Deux points d’étape jalonnent le semestre : la fiche de lecture de l’article du corpus, rendue le 25 septembre et relue avec la grille de la fiche de lecture (retour individuel le 16 octobre), puis un quiz de 20 minutes le 13 octobre, corrigé en séance (postures et démarches de recherche, article scientifique, lecture et revue de littérature). Ils sont obligatoires et pris en compte dans le suivi de votre travail. L’UE est évaluée le 15 janvier : une épreuve écrite (QCM d’une trentaine de questions sur l’ensemble de la démarche) à 13 h, puis un oral d’avancement par équipe à partir de 14 h 30 (12 minutes de présentation, 8 minutes de questions, chaque membre prend la parole ; note d’équipe modulable individuellement). Les points d’étape vérifient en cours de route ce que ces épreuves mesureront.

Faire de la science : la démarche de recherche

Qu’est-ce qu’un projet de recherche appliquée ?

Un projet de recherche appliquée consiste à répondre à une question managériale en mettant en œuvre une démarche de recherche rigoureuse. La question est en lien avec le monde professionnel et interpelle l’apprenti ; elle est traitée indépendamment des missions confiées par l’entreprise. Cette année, le thème est commun — l’acceptation des robots humanoïdes — et décliné par groupe ; ce que vous choisissez, c’est l’extension propre à votre contexte, puis votre angle individuel au second semestre.

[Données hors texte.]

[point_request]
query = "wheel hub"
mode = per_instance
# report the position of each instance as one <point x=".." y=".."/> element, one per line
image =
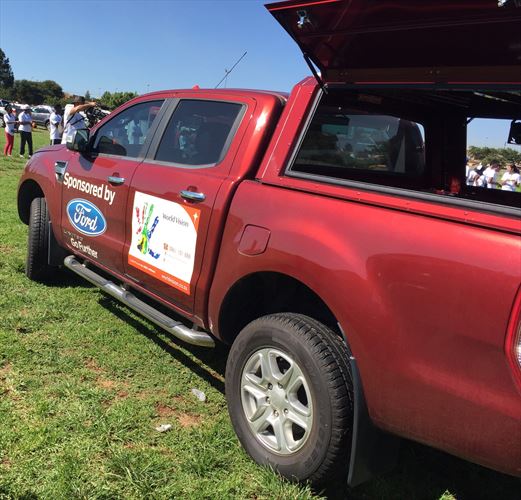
<point x="276" y="400"/>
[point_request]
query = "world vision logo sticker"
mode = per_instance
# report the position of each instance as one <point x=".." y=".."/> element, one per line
<point x="86" y="217"/>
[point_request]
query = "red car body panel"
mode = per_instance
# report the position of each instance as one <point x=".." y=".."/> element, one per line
<point x="426" y="291"/>
<point x="426" y="325"/>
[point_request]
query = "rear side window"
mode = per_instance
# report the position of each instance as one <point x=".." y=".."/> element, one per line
<point x="199" y="132"/>
<point x="126" y="133"/>
<point x="350" y="145"/>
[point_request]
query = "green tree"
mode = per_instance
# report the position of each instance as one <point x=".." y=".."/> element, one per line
<point x="6" y="73"/>
<point x="111" y="100"/>
<point x="52" y="92"/>
<point x="27" y="91"/>
<point x="485" y="154"/>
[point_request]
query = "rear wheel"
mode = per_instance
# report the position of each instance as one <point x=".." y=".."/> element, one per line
<point x="289" y="394"/>
<point x="37" y="267"/>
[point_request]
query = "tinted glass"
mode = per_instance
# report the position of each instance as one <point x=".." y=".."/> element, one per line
<point x="492" y="163"/>
<point x="126" y="133"/>
<point x="346" y="145"/>
<point x="198" y="132"/>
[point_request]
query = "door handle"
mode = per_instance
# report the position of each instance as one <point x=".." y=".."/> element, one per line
<point x="115" y="180"/>
<point x="192" y="196"/>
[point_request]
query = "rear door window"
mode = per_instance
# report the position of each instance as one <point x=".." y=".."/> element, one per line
<point x="199" y="132"/>
<point x="127" y="133"/>
<point x="351" y="145"/>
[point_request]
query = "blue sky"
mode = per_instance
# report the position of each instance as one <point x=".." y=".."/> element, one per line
<point x="137" y="45"/>
<point x="140" y="46"/>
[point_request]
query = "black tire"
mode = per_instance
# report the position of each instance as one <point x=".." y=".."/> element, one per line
<point x="37" y="267"/>
<point x="323" y="360"/>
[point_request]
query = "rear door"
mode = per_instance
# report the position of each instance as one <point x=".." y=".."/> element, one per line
<point x="95" y="188"/>
<point x="173" y="217"/>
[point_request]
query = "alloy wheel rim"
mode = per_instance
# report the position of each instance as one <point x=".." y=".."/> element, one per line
<point x="276" y="400"/>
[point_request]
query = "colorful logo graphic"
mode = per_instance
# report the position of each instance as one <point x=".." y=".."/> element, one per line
<point x="86" y="217"/>
<point x="145" y="234"/>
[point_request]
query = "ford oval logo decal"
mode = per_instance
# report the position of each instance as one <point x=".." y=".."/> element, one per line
<point x="86" y="217"/>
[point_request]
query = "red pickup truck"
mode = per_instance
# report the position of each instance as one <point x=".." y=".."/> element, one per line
<point x="329" y="236"/>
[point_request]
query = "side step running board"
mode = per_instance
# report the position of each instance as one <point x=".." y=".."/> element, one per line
<point x="176" y="328"/>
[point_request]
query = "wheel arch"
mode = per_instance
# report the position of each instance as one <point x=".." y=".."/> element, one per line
<point x="372" y="450"/>
<point x="263" y="293"/>
<point x="27" y="192"/>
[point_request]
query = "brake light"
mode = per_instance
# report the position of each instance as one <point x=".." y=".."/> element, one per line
<point x="513" y="340"/>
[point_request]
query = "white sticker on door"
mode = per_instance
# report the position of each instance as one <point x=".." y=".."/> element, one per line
<point x="164" y="238"/>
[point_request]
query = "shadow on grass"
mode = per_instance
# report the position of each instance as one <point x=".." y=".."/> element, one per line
<point x="60" y="278"/>
<point x="213" y="361"/>
<point x="421" y="472"/>
<point x="425" y="473"/>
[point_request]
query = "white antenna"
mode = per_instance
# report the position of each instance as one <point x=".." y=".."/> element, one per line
<point x="227" y="72"/>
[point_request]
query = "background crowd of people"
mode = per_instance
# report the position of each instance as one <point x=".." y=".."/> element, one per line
<point x="489" y="176"/>
<point x="61" y="123"/>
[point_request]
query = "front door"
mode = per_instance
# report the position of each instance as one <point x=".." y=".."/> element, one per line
<point x="96" y="187"/>
<point x="172" y="197"/>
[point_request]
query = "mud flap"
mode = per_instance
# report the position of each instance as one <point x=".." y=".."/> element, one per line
<point x="373" y="451"/>
<point x="56" y="253"/>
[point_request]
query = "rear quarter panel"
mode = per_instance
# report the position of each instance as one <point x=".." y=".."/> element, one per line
<point x="424" y="302"/>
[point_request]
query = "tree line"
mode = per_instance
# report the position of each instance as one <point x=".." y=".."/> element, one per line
<point x="48" y="91"/>
<point x="485" y="155"/>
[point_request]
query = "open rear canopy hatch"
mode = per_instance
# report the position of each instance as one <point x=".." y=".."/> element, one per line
<point x="433" y="41"/>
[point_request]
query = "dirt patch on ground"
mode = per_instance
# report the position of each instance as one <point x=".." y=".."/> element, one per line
<point x="105" y="383"/>
<point x="184" y="419"/>
<point x="5" y="369"/>
<point x="92" y="365"/>
<point x="164" y="411"/>
<point x="189" y="420"/>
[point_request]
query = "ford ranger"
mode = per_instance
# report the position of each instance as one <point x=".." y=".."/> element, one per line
<point x="329" y="236"/>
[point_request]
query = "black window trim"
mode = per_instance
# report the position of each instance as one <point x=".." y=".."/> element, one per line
<point x="150" y="135"/>
<point x="160" y="131"/>
<point x="441" y="199"/>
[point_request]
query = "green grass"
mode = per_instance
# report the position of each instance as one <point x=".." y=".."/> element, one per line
<point x="84" y="382"/>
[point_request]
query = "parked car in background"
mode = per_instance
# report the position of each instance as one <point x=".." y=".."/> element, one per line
<point x="41" y="115"/>
<point x="368" y="293"/>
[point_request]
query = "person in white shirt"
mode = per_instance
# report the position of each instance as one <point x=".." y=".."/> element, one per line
<point x="511" y="178"/>
<point x="55" y="123"/>
<point x="26" y="130"/>
<point x="72" y="118"/>
<point x="490" y="175"/>
<point x="10" y="123"/>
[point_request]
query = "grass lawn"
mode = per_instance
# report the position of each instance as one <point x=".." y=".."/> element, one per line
<point x="85" y="381"/>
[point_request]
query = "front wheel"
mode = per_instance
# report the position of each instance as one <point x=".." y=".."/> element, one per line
<point x="37" y="267"/>
<point x="290" y="398"/>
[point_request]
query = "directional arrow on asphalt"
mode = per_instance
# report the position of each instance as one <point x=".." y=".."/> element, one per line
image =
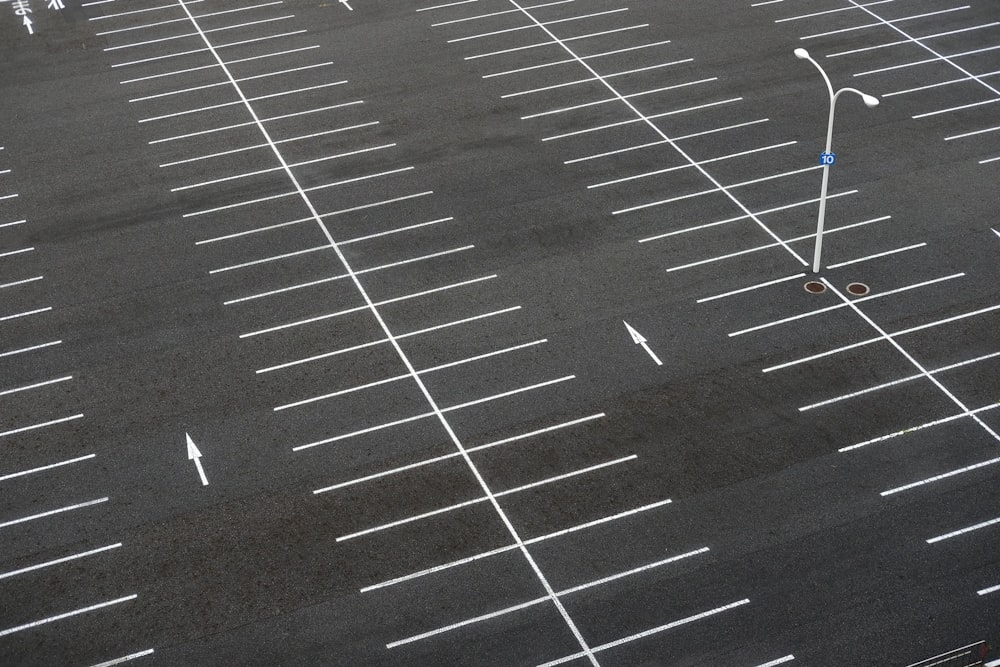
<point x="639" y="339"/>
<point x="195" y="455"/>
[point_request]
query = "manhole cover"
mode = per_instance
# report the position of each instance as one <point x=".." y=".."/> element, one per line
<point x="858" y="289"/>
<point x="816" y="287"/>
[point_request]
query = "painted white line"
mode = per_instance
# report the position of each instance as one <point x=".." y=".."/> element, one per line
<point x="751" y="288"/>
<point x="20" y="282"/>
<point x="127" y="658"/>
<point x="617" y="99"/>
<point x="818" y="311"/>
<point x="512" y="547"/>
<point x="533" y="25"/>
<point x="958" y="108"/>
<point x="500" y="13"/>
<point x="550" y="43"/>
<point x="882" y="21"/>
<point x="32" y="348"/>
<point x="963" y="531"/>
<point x="937" y="422"/>
<point x="483" y="499"/>
<point x="647" y="633"/>
<point x="194" y="34"/>
<point x="690" y="165"/>
<point x="34" y="624"/>
<point x="381" y="341"/>
<point x="929" y="480"/>
<point x="645" y="119"/>
<point x="346" y="311"/>
<point x="47" y="467"/>
<point x="876" y="256"/>
<point x="65" y="559"/>
<point x="257" y="230"/>
<point x="35" y="385"/>
<point x="41" y="515"/>
<point x="444" y="457"/>
<point x="25" y="314"/>
<point x="893" y="383"/>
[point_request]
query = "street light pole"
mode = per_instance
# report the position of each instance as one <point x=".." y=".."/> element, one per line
<point x="870" y="102"/>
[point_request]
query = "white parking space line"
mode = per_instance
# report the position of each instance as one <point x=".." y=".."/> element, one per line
<point x="884" y="21"/>
<point x="32" y="471"/>
<point x="382" y="341"/>
<point x="60" y="510"/>
<point x="126" y="658"/>
<point x="35" y="624"/>
<point x="554" y="42"/>
<point x="937" y="478"/>
<point x="876" y="256"/>
<point x="648" y="633"/>
<point x="412" y="295"/>
<point x="528" y="27"/>
<point x="838" y="306"/>
<point x="512" y="547"/>
<point x="690" y="165"/>
<point x="536" y="601"/>
<point x="444" y="457"/>
<point x="963" y="531"/>
<point x="483" y="499"/>
<point x="751" y="288"/>
<point x="893" y="383"/>
<point x="65" y="559"/>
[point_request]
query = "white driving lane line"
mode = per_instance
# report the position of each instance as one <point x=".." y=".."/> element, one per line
<point x="392" y="340"/>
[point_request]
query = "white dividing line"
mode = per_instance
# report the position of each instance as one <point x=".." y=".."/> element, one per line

Ce que l’on attend de vous : en licence, maîtriser les contenus scientifiques d’un domaine et savoir appliquer avec rigueur une démarche que l’on comprend, à une situation particulière. Le master forme à comprendre comment se construit le savoir ; le doctorat forme à le produire. Le jury évalue la rigueur, pas la nouveauté.

Où se situe votre dossier ? Le champ de la gestion englobe des pratiques, des discours et des connaissances. On les distingue par la nature des effets recherchés (agir, ou comprendre et expliquer) et par la portée des énoncés (locale ou générale). Les pratiques de gestion sont ce que vous faites en entreprise (parties 1 et 2 du dossier) ; le discours managérial énonce des recettes générales dont la validité n’est pas testée ; l’étude de cas comprend une situation particulière sans généraliser ; les sciences de gestion — votre partie 3 — produisent des énoncés à ambition cognitive et à portée générale, mis à l’épreuve des faits. La question n’y est pas « que faire chez nous ? » mais « de quoi dépend l’acceptation ? ».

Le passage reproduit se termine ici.